Departments of Pathology and Epidemiology, GROW-School for Oncology and Developmental Biology, Maastricht University Medical Center, Maastricht, the Netherlands.
Clin Cancer Res. 2011 Dec 15;17(24):7723-31. doi: 10.1158/1078-0432.CCR-11-0990. Epub 2011 Oct 12.
Colorectal cancer (CRC) is a common cause of death worldwide. Tumor-node-metastasis-system stage is currently used to guide therapy decisions but lacks precision. Prognostic biomarkers are needed to refine stratification of patients for chemotherapy but validated biomarkers are not yet available.
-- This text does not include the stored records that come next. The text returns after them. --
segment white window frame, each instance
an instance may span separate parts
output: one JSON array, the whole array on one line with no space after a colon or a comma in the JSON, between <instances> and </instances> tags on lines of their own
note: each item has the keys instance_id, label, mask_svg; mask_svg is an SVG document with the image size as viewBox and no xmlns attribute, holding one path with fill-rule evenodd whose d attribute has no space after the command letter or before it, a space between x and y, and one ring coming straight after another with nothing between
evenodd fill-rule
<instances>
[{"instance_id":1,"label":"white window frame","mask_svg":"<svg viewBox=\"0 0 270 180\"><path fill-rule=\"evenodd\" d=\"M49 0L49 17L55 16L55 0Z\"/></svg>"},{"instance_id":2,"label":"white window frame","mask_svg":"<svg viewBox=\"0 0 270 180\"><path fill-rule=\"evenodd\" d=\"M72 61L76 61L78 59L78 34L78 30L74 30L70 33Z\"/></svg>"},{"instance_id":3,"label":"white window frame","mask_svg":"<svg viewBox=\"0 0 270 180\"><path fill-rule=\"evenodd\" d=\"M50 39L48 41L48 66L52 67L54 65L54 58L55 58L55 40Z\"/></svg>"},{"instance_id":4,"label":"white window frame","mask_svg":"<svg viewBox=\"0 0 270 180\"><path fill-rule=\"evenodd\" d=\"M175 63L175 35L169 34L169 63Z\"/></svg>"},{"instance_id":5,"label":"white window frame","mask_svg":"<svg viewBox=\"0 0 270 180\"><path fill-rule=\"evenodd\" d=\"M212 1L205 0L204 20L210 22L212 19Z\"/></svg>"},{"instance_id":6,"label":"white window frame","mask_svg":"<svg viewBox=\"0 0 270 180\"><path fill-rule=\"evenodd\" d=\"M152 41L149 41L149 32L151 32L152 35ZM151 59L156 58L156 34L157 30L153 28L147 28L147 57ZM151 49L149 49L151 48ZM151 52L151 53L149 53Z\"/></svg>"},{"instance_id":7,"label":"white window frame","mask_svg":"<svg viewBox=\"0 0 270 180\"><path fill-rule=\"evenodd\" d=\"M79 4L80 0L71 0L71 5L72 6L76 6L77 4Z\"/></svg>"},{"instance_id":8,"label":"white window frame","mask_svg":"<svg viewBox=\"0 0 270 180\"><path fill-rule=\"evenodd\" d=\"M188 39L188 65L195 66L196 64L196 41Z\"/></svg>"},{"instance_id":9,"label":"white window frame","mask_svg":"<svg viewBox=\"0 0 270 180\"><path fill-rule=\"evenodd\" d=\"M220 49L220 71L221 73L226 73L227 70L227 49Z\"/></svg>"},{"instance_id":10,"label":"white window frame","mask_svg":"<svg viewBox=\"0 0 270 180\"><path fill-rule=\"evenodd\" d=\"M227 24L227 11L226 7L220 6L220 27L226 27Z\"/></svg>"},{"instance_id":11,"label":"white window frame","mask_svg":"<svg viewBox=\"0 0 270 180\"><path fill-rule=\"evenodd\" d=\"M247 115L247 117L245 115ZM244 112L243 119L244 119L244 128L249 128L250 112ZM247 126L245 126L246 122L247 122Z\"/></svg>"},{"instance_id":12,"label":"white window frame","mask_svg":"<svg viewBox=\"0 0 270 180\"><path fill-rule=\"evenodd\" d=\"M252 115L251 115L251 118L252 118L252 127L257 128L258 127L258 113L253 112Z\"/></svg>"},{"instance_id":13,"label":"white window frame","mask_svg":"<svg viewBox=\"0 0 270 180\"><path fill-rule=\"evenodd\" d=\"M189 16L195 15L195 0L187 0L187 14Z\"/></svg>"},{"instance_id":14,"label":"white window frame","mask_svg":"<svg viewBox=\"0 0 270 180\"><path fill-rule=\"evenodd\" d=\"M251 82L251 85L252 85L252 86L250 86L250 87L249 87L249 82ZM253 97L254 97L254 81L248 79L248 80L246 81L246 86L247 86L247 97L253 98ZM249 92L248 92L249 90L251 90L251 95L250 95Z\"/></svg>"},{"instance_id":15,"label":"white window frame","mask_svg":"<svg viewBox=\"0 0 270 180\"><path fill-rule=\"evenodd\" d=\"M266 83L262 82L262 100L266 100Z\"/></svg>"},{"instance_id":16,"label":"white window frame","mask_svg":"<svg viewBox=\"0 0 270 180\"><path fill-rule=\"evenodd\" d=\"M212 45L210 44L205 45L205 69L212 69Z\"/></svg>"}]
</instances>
Recently, a SNP in a lethal-7 (let-7) miRNA complementary site (LCS6) in the KRAS 3'untranslated region was suggested to affect survival in metastatic CRC. Effects in early-stage CRC are however unknown. We studied KRAS-LCS6 genotype, hypothesizing that it might identify early-stage cases with a poor prognosis, and could potentially be used in therapy decision-making.
We studied 409 early stage, 182 stage III, and 69 stage IV cases, and 1,886 subcohort members from the Netherlands Cohort Study. KRAS-LCS6 genotype was assessed with TaqMan PCR. Kaplan-Meier analyses or Cox regression were used to assess associations between genotype and CRC risk or cause-specific survival.
Early-stage cases with the KRAS-LCS6 variant had a lower CRC risk (incidence-rate ratio 0.68; 95% CI: 0.49-0.94) and a better survival (log-rank P = 0.038; HR 0.46; 95% CI: 0.18-1.14). In patients with KRAS-mutated CRC carrying the KRAS-LCS6 variant, the better outcome was enhanced as no patients died of CRC (log-rank P = 0.017). In advanced patients, no clear association between genotype and CRC risk or survival was observed.
Our results indicate that early-stage CRC cases with the KRAS-LCS6 variant have a better outcome. In advanced disease, the better outcome no longer exists. For early-stage patients, KRAS-LCS6 genotype combined with KRAS mutations merits validation as a prognostic biomarker and consideration in therapy decision-making.
结直肠癌(CRC)是全球常见的死亡原因。目前使用肿瘤-淋巴结-转移系统分期来指导治疗决策,但缺乏准确性。需要预后生物标志物来细化化疗患者的分层,但尚未有验证的生物标志物。最近,KRAS 3'非翻译区中一个致命-7(let-7)miRNA 互补位点(LCS6)的 SNP 被认为会影响转移性 CRC 的生存。然而,其在早期 CRC 中的作用尚不清楚。我们研究了 KRAS-LCS6 基因型,假设它可能识别出预后不良的早期病例,并有可能用于治疗决策。
我们研究了 409 例早期病例、182 例 III 期病例和 69 例 IV 期病例,以及来自荷兰队列研究的 1886 名亚组成员。使用 TaqMan PCR 评估 KRAS-LCS6 基因型。使用 Kaplan-Meier 分析或 Cox 回归分析评估基因型与 CRC 风险或特定原因生存之间的关系。
携带 KRAS-LCS6 变体的早期病例 CRC 风险较低(发病率比 0.68;95%CI:0.49-0.94),生存更好(对数秩 P = 0.038;HR 0.46;95%CI:0.18-1.14)。在携带 KRAS-LCS6 变体的 KRAS 突变型 CRC 患者中,由于没有患者死于 CRC,因此更好的结果得到了增强(对数秩 P = 0.017)。在晚期患者中,基因型与 CRC 风险或生存之间没有明显的关联。
我们的结果表明,携带 KRAS-LCS6 变体的早期 CRC 病例有更好的结果。在晚期疾病中,这种更好的结果不再存在。对于早期患者,KRAS-LCS6 基因型结合 KRAS 突变值得作为预后生物标志物进行验证,并考虑在治疗决策中使用。